Armenian-American composer and singer

KÁRYYN (born Kárin Tatoyan) is a Syrian-Armenian-American composer, electronic musician, and producer based in Los Angeles. She is known for a "post-digital" style that integrates operatic vocals with experimental electronics and traditional Armenian influences.

==Early life and education==
Tatoyan was born in Alabama to a Syrian-Armenian family and raised in Indiana before moving to Los Angeles at age 10. She spent frequent summers in Aleppo, Syria, which she cites as a foundational influence on her musical identity.

At age 16, she left high school to attend Mills College in Oakland, California. She studied under experimental composer Pauline Oliveros, whose "Deep Listening" philosophy became a central element of her work.
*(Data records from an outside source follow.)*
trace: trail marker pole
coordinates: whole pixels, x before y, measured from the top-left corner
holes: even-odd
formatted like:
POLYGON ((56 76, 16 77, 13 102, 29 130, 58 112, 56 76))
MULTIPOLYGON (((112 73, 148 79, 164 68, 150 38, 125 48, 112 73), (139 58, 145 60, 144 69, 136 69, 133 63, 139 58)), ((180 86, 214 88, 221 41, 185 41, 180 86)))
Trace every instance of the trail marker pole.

Tatoyan withdrew after two years to pursue her career independently, later spending time in upstate New York for a period of creative retreat.

==Career==
In 2017, KÁRYYN composed the music for Of Light, an avant-garde opera created with director Samantha Shay under the mentorship of Marina Abramović. The performance was praised by Björk as "an extremely nourishing experience."

Her debut compilation album, The Quanta Series, was released on March 29, 2019, via Mute Records. Following a hiatus, she released the EP Calm KAOSS! in June 2024. Clash Magazine described the lead single "Odar" as "arresting" and the project as a "stylistic triumph."
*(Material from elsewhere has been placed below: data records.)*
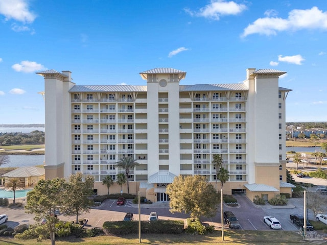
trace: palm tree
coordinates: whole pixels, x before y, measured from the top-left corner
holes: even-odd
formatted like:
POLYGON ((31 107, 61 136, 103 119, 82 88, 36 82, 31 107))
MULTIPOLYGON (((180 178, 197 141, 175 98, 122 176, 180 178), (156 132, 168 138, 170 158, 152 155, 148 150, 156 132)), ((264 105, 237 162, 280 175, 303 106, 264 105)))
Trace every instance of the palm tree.
POLYGON ((217 178, 220 181, 221 183, 221 189, 223 188, 223 185, 229 179, 229 172, 226 168, 221 167, 218 174, 217 175, 217 178))
POLYGON ((212 164, 216 169, 216 189, 217 190, 217 180, 218 179, 218 174, 221 166, 223 164, 223 159, 220 155, 214 155, 214 160, 212 164))
POLYGON ((106 185, 107 188, 108 188, 108 194, 109 195, 109 188, 113 184, 113 180, 111 176, 108 175, 106 176, 103 180, 102 180, 102 184, 106 185))
POLYGON ((16 190, 21 190, 25 187, 25 180, 20 178, 10 178, 6 183, 5 189, 14 192, 14 205, 16 204, 16 190))
POLYGON ((121 195, 123 193, 122 186, 126 183, 126 177, 124 174, 121 173, 117 175, 117 184, 121 186, 121 195))
POLYGON ((127 180, 127 193, 129 194, 129 185, 128 183, 128 177, 129 176, 129 172, 131 168, 134 168, 134 167, 139 164, 136 162, 136 160, 132 157, 123 158, 117 162, 116 165, 125 169, 125 173, 126 175, 126 179, 127 180))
In 2026, she toured the UK and Europe supporting German electronic artist Apparat. In January 2026, she announced her second studio album, Physics Universal Love Language (PULL), produced in collaboration with James Ford and scheduled for release on May 29, 2026.

==Live performances==
In early 2026, KÁRYYN toured the UK and Europe as the supporting act for German electronic artist Apparat, with dates in Berlin, London, and Amsterdam. She has previously performed at major international festivals including Sónar and MUTEK.

==Collaborations==
KÁRYYN has collaborated with several high-profile electronic producers and artists. Her single "Anthem For Those Who Know" was co-produced by Hudson Mohawke. Her 2024 remix EP featured contributions from Cosey Fanni Tutti, Raven Bush, and HAAi.

==Critical reception==
KÁRYYN's debut, The Quanta Series, received critical acclaim, earning a score of 87 on Metacritic. Pitchfork praised her "curiously powerful experimental pop," while Dazed described her as a "visual composer" who develops a unique language through layered vocals and negative space.

==Discography==
===Studio albums===
- The Quanta Series (2019, Mute/ANTEVASIN)
- Physics Universal Love Language (PULL) (2026, Mute)

===EPs===
- Quanta 1 (2017)
- Quanta 1:11 (2017)
- Calm KAOSS! (2024)
- KÁRYYN Remixed (2024)

===Singles===
- "Moving Masses" (2017)
- "Aleppo" (2017)
- "Ever" (2019)
- "The Witness" (2021)
- "Anthem For Those Who Know" (2024)
- "Collapse Phase" (2026)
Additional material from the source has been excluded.